Python: Image processing

The analog images we see on paper are represented and stored in the computer as digital abstractions of what we see with our eyes in the real world. Before we begin to learn how to process images with Python, it is important to first learn how we abstract images.

Today's learning objectives

Understand digital representation of images using pixels.
Understand the RGB Model used to obtain such digital representations.
Understand how to represent images in Python.
Understand how to read, modify and write images using standard Python libraries.

What is a pixel?

Digital images consist of hundreds, thousands, or millions of discrete ‘picture elements', otherwise known as pixels.

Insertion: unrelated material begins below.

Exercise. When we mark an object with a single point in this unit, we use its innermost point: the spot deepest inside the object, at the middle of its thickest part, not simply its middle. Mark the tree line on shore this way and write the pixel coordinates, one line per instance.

Each pixel can be thought of as a single square point of colored light. You are probably familiar with the terms 480p, 720p, .... The number 480 stands for the number of vertical pixels in the image. A 480p video consists of frames which have 858 * 480 pixels in total.

Take a standard image and zoom in until you can see the individual pixels.

When you zoom in, you may notice that each pixel is composed of a colour, but neighbouring pixels can also have different colours (indicating object boundaries). However, when we view them from a distance, these pixels seem to blend together to form a coherant image.

The RGB Colour model

Digital images use some color model to create a broad range of colors from a small set of primary colors. Although there are several different color models that are used for images, the most commonly occurring one is the RGB (Red, Green, Blue) model 1.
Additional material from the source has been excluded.